A QUOI NOUS SERT L’HISTOIRE ?
En ouvrant les colonnes de Sud quotidien du vendredi 23 septembre 2016, je suis tombé à la
page 6, dans la Rubrique ‘’SOCIETE’’ sur ce titre qui m’a
aussitôt fait encore réfléchir :
« Commémoration
de l’an 14 du JOOLA LE 26 septembre
Ziguinchor,
dans la plus grande indifférence »
En réalité, ce n’est pas seulement Ziguinchor
bien qu’elle fut la région la plus touchée par ce drame national. Mais c’est
tout le Sénégal qui semble ranger aux oubliettes près de 2000 victimes parties
en une seule nuit à cause, en particulier, de notre laxisme et de notre
négligence.
Dans un
texte intitulé « Négligence et
oubli de l’histoire », j’avais écrit que : « Le peuple sénégalais oublie très vite, il a une
mémoire très courte qui ne se soucie ni de l’avenir pour prévenir ni du passé
pour tirer les leçons de l’histoire. Conséquences : les mêmes drames se
répètent toujours avec leurs mêmes lots de victimes et de désolation. Le
philosophe allemand Hegel avait raison d’écrire que : « [...] ce qu’enseignent l’expérience et l’histoire
c’est que peuples et gouvernants n’ont jamais rien appris de l’histoire, et
n’ont jamais agi suivant des maximes qu’on en aurait pu retirer. »[1]
Le naufrage du bateau le Joola, qui fut une catastrophe
nationale et, au-delà la plus grande tragédie maritime de l’Histoire de l’humanité, devait être le début de l’an Un d’une prise de conscience collective
des Sénégalais en vue d’un élan vers le
changement radical de comportement et de mentalité, seule voie vers l’émergence
tant chantée par nos autorités.
Si la victoire endort un
peuple et que la défaite en réveille un autre, le naufrage du Joola devrait
être à l’origine, et de manière irréversible, d’un nouveau jour, précédé d’une
nuit terrible certes, mais annonciateur de lendemains meilleurs nourris du sein
de l’espoir.
Le Rwanda n’est pas loin de nous. C’est un pays qui a
vécu les affres du génocide en 1994. Plus de 20 ans après, il se positionne
comme l’un des pays les mieux gérés de la Planète pour ne pas dire l’un des
pays émergents. Ce peuple meurtri par une tuerie fratricide, a su tirer les
leçons de l’Histoire pour s’inscrire dans la trajectoire du développement.

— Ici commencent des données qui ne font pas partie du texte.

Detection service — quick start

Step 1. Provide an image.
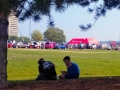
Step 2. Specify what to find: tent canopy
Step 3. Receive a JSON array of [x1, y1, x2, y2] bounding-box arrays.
[[68, 38, 99, 44], [84, 38, 99, 44], [68, 38, 84, 44]]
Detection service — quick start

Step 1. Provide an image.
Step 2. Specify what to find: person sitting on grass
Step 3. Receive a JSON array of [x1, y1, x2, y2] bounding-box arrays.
[[59, 56, 80, 79], [36, 58, 57, 80]]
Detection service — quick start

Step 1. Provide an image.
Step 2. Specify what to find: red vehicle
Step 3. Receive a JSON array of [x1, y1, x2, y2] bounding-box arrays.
[[45, 42, 54, 49]]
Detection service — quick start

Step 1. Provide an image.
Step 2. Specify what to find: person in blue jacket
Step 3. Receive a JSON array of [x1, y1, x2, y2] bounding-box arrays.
[[59, 56, 80, 79]]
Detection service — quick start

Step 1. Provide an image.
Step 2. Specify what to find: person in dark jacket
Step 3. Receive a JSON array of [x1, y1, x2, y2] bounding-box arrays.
[[36, 58, 57, 80]]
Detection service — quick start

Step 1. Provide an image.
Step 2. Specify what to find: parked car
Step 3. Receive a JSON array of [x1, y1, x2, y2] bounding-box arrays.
[[29, 41, 40, 48], [45, 42, 54, 49]]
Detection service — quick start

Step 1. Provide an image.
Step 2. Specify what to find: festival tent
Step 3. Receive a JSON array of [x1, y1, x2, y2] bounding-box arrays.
[[84, 38, 99, 44], [68, 38, 84, 44]]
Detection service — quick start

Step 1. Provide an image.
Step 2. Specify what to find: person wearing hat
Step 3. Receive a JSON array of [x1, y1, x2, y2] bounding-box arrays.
[[36, 58, 57, 80], [59, 56, 80, 79]]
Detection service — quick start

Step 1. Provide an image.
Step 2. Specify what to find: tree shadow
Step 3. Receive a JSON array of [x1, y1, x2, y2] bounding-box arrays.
[[8, 76, 120, 84]]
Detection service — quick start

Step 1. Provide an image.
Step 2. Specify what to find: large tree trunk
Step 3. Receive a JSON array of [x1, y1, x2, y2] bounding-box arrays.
[[0, 17, 8, 88]]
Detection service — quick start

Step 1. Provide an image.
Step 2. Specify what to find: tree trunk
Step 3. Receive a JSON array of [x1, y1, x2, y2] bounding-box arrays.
[[0, 17, 8, 88]]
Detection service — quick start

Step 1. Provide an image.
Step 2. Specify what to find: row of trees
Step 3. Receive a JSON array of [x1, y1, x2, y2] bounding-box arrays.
[[32, 27, 66, 43], [8, 27, 66, 43]]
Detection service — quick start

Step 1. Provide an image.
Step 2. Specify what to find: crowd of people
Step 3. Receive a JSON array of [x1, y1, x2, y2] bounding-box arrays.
[[36, 56, 80, 80]]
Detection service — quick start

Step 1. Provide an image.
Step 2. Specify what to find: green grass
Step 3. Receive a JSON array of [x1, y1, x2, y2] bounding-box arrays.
[[7, 49, 120, 81]]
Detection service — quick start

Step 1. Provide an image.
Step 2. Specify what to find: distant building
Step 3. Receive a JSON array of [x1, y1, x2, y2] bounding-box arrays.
[[8, 12, 18, 36]]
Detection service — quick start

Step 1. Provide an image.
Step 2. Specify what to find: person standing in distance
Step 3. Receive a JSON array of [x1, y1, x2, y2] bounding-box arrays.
[[59, 56, 80, 79]]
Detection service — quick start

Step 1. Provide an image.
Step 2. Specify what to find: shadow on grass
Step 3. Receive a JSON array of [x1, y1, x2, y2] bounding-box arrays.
[[8, 76, 120, 84]]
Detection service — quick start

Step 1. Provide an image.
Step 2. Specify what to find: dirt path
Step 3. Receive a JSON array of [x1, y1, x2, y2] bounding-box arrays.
[[0, 78, 120, 90]]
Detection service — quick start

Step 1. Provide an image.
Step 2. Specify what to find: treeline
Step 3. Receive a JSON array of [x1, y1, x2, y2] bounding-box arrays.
[[9, 27, 66, 43]]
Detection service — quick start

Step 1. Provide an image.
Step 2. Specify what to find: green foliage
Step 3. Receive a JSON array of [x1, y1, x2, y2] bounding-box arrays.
[[44, 28, 66, 43], [7, 49, 120, 81], [31, 30, 42, 41], [19, 36, 30, 42], [8, 36, 19, 41]]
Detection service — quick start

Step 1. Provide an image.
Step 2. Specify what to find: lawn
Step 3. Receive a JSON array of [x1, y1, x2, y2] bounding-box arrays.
[[7, 49, 120, 81]]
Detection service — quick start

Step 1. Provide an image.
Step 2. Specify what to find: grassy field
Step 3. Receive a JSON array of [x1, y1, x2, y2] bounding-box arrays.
[[7, 49, 120, 81]]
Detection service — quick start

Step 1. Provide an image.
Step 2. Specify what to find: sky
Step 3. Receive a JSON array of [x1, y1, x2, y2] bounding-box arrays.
[[18, 3, 120, 41]]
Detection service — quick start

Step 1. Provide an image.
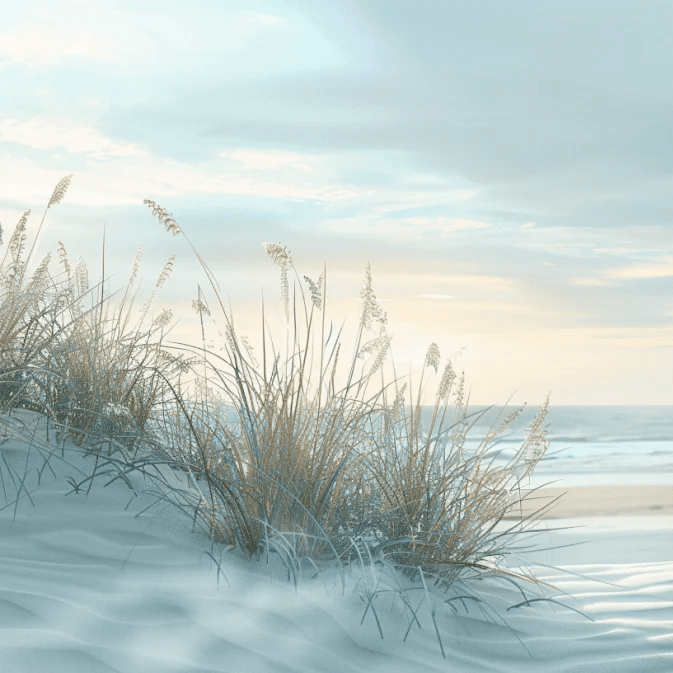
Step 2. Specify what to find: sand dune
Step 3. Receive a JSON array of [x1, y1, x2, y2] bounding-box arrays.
[[0, 428, 673, 673]]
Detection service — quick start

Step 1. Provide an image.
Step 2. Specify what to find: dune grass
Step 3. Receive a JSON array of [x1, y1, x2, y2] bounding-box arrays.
[[0, 180, 576, 652]]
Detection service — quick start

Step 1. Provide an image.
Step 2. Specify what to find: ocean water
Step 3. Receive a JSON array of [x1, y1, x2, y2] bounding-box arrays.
[[414, 406, 673, 488], [219, 405, 673, 488]]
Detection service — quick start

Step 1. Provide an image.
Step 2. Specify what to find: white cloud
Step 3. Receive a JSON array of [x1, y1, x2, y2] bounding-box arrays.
[[0, 119, 146, 158], [570, 278, 614, 286], [400, 216, 491, 233], [0, 26, 114, 66], [607, 256, 673, 280], [220, 149, 313, 172], [0, 153, 361, 210]]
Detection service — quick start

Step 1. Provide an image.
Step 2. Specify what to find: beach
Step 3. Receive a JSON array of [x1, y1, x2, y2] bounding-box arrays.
[[0, 412, 673, 673]]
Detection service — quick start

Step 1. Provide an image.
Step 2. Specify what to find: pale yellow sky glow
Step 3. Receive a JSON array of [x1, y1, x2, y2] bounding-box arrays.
[[0, 0, 673, 404]]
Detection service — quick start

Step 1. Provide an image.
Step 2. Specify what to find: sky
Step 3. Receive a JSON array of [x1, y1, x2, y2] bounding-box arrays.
[[0, 0, 673, 405]]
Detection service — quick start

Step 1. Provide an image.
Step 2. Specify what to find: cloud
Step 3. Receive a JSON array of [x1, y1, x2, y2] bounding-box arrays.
[[607, 257, 673, 280], [0, 119, 146, 159], [219, 149, 314, 172], [0, 154, 361, 207], [400, 216, 491, 233], [0, 26, 114, 67]]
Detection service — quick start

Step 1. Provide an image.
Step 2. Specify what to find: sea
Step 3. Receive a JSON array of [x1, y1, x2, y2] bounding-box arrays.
[[412, 405, 673, 487], [218, 405, 673, 488]]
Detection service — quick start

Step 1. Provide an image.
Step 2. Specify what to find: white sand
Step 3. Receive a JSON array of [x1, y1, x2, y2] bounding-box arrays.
[[0, 418, 673, 673]]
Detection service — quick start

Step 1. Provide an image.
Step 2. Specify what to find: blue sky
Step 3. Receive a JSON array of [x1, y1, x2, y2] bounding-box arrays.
[[0, 0, 673, 404]]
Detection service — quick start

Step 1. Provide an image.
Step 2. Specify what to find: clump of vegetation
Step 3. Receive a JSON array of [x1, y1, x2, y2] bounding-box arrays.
[[0, 178, 572, 646]]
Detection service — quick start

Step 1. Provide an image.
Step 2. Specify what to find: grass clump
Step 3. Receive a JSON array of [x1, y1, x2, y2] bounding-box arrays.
[[0, 181, 572, 648]]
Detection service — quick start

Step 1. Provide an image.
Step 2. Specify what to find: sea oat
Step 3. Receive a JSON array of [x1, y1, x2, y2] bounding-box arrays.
[[425, 343, 440, 374], [75, 257, 89, 296], [143, 199, 182, 236], [152, 308, 173, 327], [360, 264, 388, 330], [192, 299, 210, 316], [262, 243, 292, 323], [304, 273, 323, 310], [437, 360, 456, 402], [47, 175, 72, 208]]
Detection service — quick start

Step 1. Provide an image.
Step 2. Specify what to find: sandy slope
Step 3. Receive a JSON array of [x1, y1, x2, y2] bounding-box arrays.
[[0, 418, 673, 673]]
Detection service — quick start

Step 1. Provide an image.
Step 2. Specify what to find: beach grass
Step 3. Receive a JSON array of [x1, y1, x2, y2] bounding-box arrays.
[[0, 178, 572, 652]]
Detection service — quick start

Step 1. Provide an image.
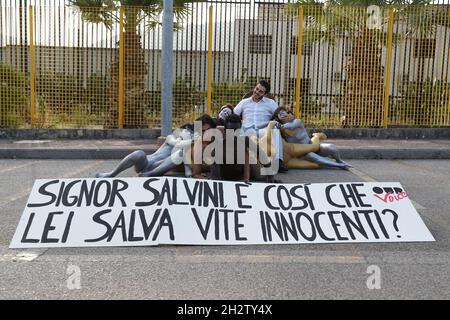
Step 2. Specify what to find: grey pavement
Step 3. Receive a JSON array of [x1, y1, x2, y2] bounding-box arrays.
[[0, 137, 450, 160], [0, 159, 450, 300]]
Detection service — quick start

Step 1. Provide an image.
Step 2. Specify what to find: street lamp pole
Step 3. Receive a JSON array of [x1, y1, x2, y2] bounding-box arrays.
[[161, 0, 173, 137]]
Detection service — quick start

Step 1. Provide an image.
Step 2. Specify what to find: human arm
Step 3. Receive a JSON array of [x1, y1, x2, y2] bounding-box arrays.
[[281, 119, 305, 130], [166, 134, 182, 147]]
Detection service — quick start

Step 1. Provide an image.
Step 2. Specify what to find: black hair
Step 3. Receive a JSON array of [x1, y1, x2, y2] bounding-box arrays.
[[258, 80, 270, 94], [272, 107, 292, 121], [224, 113, 241, 129], [180, 123, 194, 132], [195, 113, 217, 128]]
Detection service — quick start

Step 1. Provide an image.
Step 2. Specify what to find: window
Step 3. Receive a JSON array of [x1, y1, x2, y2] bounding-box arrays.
[[414, 39, 436, 58], [248, 35, 272, 54]]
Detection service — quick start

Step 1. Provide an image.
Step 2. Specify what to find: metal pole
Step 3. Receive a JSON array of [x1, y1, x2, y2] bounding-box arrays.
[[295, 7, 303, 118], [29, 6, 36, 128], [383, 7, 394, 128], [118, 7, 125, 129], [206, 6, 213, 115], [161, 0, 173, 136]]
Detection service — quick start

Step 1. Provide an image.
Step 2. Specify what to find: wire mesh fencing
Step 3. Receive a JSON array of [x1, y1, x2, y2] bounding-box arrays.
[[0, 0, 450, 128]]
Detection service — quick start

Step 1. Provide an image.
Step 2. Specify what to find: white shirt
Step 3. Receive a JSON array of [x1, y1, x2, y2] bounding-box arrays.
[[233, 97, 278, 131]]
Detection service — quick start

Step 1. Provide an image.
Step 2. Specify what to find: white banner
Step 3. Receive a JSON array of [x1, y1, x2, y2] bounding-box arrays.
[[10, 177, 434, 248]]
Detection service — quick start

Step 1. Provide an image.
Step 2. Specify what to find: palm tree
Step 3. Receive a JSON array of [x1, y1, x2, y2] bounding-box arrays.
[[69, 0, 201, 128], [291, 0, 449, 127]]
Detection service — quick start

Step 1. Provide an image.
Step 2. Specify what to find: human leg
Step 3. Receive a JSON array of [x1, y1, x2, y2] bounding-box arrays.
[[95, 150, 148, 178]]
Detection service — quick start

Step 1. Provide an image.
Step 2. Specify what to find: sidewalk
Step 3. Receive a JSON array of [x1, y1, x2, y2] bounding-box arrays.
[[0, 139, 450, 160]]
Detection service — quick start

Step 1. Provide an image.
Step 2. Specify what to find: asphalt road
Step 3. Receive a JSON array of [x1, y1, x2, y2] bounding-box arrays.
[[0, 160, 450, 299]]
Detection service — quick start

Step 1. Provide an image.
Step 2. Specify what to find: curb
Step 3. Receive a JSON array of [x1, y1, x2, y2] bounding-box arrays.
[[0, 148, 450, 160], [0, 127, 450, 140]]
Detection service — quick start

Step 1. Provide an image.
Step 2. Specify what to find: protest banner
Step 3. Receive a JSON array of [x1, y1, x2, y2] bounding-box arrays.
[[10, 177, 434, 248]]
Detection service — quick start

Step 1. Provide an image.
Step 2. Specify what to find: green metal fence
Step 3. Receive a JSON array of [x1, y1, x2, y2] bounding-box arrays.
[[0, 0, 450, 128]]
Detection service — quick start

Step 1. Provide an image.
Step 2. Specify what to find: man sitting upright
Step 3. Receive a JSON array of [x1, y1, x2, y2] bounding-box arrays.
[[233, 80, 287, 172]]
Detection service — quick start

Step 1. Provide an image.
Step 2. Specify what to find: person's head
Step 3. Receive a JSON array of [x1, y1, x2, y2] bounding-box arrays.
[[225, 113, 241, 130], [273, 107, 295, 124], [180, 123, 194, 132], [195, 114, 216, 132], [217, 104, 233, 121], [252, 80, 270, 101]]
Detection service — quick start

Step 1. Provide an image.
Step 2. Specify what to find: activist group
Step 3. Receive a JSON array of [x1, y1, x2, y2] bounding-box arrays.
[[96, 80, 351, 182]]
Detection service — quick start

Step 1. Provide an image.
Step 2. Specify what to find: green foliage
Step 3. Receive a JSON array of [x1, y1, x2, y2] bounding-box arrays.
[[0, 63, 28, 128], [36, 72, 110, 128]]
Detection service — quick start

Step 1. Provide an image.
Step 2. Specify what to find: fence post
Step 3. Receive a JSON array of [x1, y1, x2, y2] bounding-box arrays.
[[118, 6, 125, 129], [29, 6, 36, 128], [206, 5, 213, 115], [383, 7, 394, 128], [161, 0, 173, 137], [295, 7, 303, 118], [447, 7, 450, 124]]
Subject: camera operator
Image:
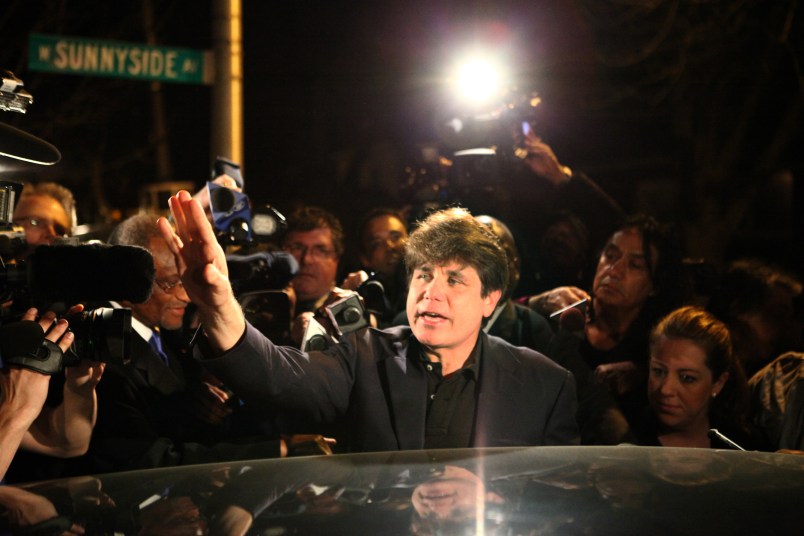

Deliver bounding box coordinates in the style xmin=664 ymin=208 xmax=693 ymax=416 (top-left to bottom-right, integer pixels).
xmin=85 ymin=214 xmax=325 ymax=472
xmin=0 ymin=306 xmax=104 ymax=479
xmin=12 ymin=182 xmax=75 ymax=253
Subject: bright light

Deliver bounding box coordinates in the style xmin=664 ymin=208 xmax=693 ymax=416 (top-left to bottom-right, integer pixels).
xmin=453 ymin=57 xmax=503 ymax=104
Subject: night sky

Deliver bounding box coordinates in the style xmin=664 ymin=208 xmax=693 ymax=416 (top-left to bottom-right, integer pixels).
xmin=0 ymin=0 xmax=804 ymax=272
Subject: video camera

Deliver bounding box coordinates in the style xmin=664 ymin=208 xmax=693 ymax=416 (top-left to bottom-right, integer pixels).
xmin=436 ymin=88 xmax=541 ymax=189
xmin=207 ymin=156 xmax=287 ymax=246
xmin=0 ymin=71 xmax=148 ymax=368
xmin=207 ymin=157 xmax=299 ymax=341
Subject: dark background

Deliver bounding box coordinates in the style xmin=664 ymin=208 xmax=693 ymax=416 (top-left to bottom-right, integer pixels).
xmin=0 ymin=0 xmax=804 ymax=276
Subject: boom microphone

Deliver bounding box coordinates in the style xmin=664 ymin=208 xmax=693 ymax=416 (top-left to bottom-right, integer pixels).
xmin=8 ymin=244 xmax=154 ymax=303
xmin=226 ymin=251 xmax=299 ymax=292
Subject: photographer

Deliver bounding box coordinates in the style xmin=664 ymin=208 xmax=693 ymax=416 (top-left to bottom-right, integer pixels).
xmin=158 ymin=197 xmax=578 ymax=452
xmin=85 ymin=213 xmax=329 ymax=472
xmin=0 ymin=306 xmax=104 ymax=478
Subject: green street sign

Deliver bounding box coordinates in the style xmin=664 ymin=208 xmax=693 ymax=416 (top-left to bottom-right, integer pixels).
xmin=28 ymin=34 xmax=212 ymax=84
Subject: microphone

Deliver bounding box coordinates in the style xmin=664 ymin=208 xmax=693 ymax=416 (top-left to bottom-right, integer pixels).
xmin=558 ymin=307 xmax=586 ymax=333
xmin=357 ymin=279 xmax=390 ymax=316
xmin=709 ymin=428 xmax=745 ymax=450
xmin=9 ymin=244 xmax=154 ymax=303
xmin=0 ymin=123 xmax=61 ymax=166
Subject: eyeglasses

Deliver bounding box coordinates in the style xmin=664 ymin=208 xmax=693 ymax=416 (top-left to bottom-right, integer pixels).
xmin=13 ymin=216 xmax=67 ymax=237
xmin=285 ymin=242 xmax=335 ymax=261
xmin=154 ymin=276 xmax=184 ymax=294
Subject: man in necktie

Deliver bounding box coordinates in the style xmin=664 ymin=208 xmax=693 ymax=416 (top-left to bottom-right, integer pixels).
xmin=90 ymin=214 xmax=288 ymax=472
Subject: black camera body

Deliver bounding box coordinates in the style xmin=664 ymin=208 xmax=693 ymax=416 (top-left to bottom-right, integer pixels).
xmin=64 ymin=307 xmax=131 ymax=366
xmin=325 ymin=292 xmax=369 ymax=336
xmin=0 ymin=308 xmax=131 ymax=375
xmin=207 ymin=156 xmax=287 ymax=246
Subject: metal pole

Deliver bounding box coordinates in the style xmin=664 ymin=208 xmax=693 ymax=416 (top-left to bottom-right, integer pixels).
xmin=211 ymin=0 xmax=243 ymax=165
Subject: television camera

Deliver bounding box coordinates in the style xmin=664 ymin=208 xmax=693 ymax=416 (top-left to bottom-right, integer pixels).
xmin=206 ymin=157 xmax=299 ymax=340
xmin=0 ymin=71 xmax=148 ymax=374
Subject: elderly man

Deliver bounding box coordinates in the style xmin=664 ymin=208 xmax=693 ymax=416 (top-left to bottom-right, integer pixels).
xmin=13 ymin=182 xmax=75 ymax=247
xmin=282 ymin=206 xmax=343 ymax=314
xmin=90 ymin=212 xmax=292 ymax=472
xmin=159 ymin=195 xmax=578 ymax=452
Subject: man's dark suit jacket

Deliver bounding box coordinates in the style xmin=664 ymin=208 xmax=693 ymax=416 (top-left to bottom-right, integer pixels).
xmin=195 ymin=325 xmax=578 ymax=452
xmin=89 ymin=332 xmax=279 ymax=472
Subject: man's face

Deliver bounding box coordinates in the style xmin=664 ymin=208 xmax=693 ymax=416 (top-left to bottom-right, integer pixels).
xmin=592 ymin=229 xmax=658 ymax=311
xmin=284 ymin=228 xmax=338 ymax=301
xmin=407 ymin=262 xmax=501 ymax=357
xmin=13 ymin=195 xmax=70 ymax=246
xmin=360 ymin=214 xmax=408 ymax=277
xmin=131 ymin=237 xmax=190 ymax=329
xmin=411 ymin=465 xmax=504 ymax=521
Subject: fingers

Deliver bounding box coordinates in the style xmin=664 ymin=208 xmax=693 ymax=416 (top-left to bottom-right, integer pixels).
xmin=37 ymin=311 xmax=75 ymax=352
xmin=66 ymin=303 xmax=84 ymax=316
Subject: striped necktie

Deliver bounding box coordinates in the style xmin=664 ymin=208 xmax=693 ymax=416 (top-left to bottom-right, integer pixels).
xmin=148 ymin=330 xmax=169 ymax=365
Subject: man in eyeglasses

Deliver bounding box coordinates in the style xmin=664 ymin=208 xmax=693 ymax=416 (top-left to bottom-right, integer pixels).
xmin=282 ymin=206 xmax=343 ymax=314
xmin=12 ymin=182 xmax=75 ymax=254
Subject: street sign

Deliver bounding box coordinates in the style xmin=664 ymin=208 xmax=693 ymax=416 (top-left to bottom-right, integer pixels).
xmin=28 ymin=33 xmax=212 ymax=84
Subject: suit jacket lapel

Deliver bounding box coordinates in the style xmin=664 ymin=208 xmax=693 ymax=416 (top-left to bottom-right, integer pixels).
xmin=131 ymin=332 xmax=184 ymax=395
xmin=472 ymin=333 xmax=522 ymax=447
xmin=381 ymin=336 xmax=427 ymax=450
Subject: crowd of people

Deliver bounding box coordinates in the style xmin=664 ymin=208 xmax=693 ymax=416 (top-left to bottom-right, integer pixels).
xmin=0 ymin=133 xmax=804 ymax=482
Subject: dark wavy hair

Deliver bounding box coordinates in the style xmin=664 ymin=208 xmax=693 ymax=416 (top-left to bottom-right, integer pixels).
xmin=405 ymin=207 xmax=508 ymax=297
xmin=650 ymin=306 xmax=749 ymax=431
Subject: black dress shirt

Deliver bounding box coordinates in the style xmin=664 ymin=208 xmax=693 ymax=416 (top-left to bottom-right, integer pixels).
xmin=419 ymin=344 xmax=482 ymax=449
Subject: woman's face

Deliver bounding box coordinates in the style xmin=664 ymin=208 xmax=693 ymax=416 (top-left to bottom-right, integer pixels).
xmin=648 ymin=337 xmax=728 ymax=431
xmin=592 ymin=228 xmax=659 ymax=311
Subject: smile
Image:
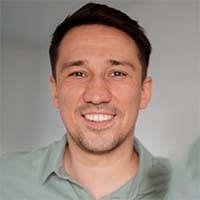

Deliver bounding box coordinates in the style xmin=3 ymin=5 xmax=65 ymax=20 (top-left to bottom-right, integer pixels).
xmin=84 ymin=114 xmax=114 ymax=122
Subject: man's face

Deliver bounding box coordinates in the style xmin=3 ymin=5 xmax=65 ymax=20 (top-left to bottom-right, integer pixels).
xmin=50 ymin=25 xmax=151 ymax=154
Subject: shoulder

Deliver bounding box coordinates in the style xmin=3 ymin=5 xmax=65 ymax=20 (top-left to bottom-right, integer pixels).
xmin=142 ymin=156 xmax=172 ymax=200
xmin=0 ymin=147 xmax=48 ymax=180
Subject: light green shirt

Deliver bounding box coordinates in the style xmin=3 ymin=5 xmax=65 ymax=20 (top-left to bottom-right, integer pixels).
xmin=0 ymin=134 xmax=170 ymax=200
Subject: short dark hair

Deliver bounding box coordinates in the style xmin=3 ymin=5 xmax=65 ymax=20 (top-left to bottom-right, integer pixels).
xmin=49 ymin=3 xmax=151 ymax=80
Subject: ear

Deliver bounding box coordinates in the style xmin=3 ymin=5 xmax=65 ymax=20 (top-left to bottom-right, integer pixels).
xmin=140 ymin=77 xmax=152 ymax=109
xmin=49 ymin=76 xmax=59 ymax=108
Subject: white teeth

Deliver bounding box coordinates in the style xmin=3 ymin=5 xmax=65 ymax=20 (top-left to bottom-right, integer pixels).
xmin=84 ymin=114 xmax=114 ymax=122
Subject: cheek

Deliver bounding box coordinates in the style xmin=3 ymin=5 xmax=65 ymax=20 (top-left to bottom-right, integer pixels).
xmin=58 ymin=84 xmax=82 ymax=114
xmin=113 ymin=85 xmax=141 ymax=110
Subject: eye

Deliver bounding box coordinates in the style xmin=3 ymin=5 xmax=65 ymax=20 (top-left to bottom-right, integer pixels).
xmin=111 ymin=71 xmax=127 ymax=76
xmin=69 ymin=71 xmax=86 ymax=77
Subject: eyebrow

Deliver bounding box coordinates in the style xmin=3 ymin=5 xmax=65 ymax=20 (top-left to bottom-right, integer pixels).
xmin=60 ymin=60 xmax=88 ymax=72
xmin=108 ymin=59 xmax=135 ymax=70
xmin=61 ymin=59 xmax=135 ymax=72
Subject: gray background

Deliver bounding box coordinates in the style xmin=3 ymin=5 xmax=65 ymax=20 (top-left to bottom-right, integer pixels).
xmin=0 ymin=0 xmax=200 ymax=158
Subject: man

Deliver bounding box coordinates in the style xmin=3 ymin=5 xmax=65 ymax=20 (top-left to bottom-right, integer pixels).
xmin=0 ymin=3 xmax=169 ymax=200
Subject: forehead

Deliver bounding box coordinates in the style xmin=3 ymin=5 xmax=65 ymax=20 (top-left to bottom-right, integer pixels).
xmin=59 ymin=24 xmax=138 ymax=57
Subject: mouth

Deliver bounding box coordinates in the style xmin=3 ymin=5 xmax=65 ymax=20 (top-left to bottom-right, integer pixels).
xmin=82 ymin=113 xmax=116 ymax=130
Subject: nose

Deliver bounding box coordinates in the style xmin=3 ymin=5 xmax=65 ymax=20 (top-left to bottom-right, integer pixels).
xmin=83 ymin=74 xmax=112 ymax=104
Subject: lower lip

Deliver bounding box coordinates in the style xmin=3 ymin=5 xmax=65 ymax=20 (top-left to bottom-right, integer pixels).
xmin=82 ymin=116 xmax=115 ymax=130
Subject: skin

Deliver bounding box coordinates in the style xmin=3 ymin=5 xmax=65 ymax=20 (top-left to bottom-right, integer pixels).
xmin=50 ymin=25 xmax=152 ymax=199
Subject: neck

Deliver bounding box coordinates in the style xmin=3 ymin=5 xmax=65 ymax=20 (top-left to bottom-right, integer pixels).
xmin=64 ymin=134 xmax=139 ymax=199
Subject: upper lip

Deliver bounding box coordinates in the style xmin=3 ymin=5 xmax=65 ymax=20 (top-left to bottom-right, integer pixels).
xmin=81 ymin=110 xmax=116 ymax=116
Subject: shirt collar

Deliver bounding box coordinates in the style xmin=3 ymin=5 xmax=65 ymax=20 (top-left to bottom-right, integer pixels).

J’aime toujours à rappeler que le développement, c’est avant tout une affaire
de mentalité.
Cette indifférence du peuple Sénégalais vis-à-vis d’une
catastrophe que nous avions tous ressentis au plus profond de nous-mêmes me
conforte dans ma thèse selon laquelle, nous avons un problème avec notre passé,
c’est-à-dire notre histoire et un rapport difficile avec notre identité :
Qui sommes-nous ? ou que sommes-nous devenus ?
Le comportement des Sénégalais sur la route est le
meilleur baromètre qu’ils se foutent de la mémoire de près de 2000 victimes du
Joola dont la majeure partie est toujours engloutie dans l’océan. La détresse
de leurs familles n’a pas pu attirer pendant longtemps l’attention des
Sénégalais. Et pourtant cette souffrance demeure encore vivace et ses séquelles
toujours visibles. Des espoirs ont été déçus, des attentes restèrent vaines et
des rêves se brisèrent, laissant la place à la tristesse et à la sollicitude de
personnes ayant perdu une bonne partie de leur famille.
Notre introspection fut éphémère ! Sachez le
naturel, il revient au galop. Gouvernants et gouvernants continuent à se voiler
la face. Tout le monde réclame le changement et personne ne veut changer.
Chacun rêve du développement et personne n’ose faire le premier pas. Et depuis
2000, le ciel couvre notre pays de nuages occasionnant les pluies de « Sénégal qui gagne » et de « Plan Sénégal Emergent ». Notre
terre est arrosée de slogans creux. Et nous sommes heureux ! Nous sommes
contents ! Parce que nous oublions vite ! Nous sommes heureux parce
que nous vivons un éternel présent ! Et que le passé, le présent et le
futur n’ont pas de sens pour nous !
Ngor DIENG
Psychologue conseiller/Philosophe
ngordieng@gmail.com
[1]
Cf. Du destin d’un peuple :
Réflexions sur le Sénégal et l’Afrique, L’Harmattan, Paris, 2014, p.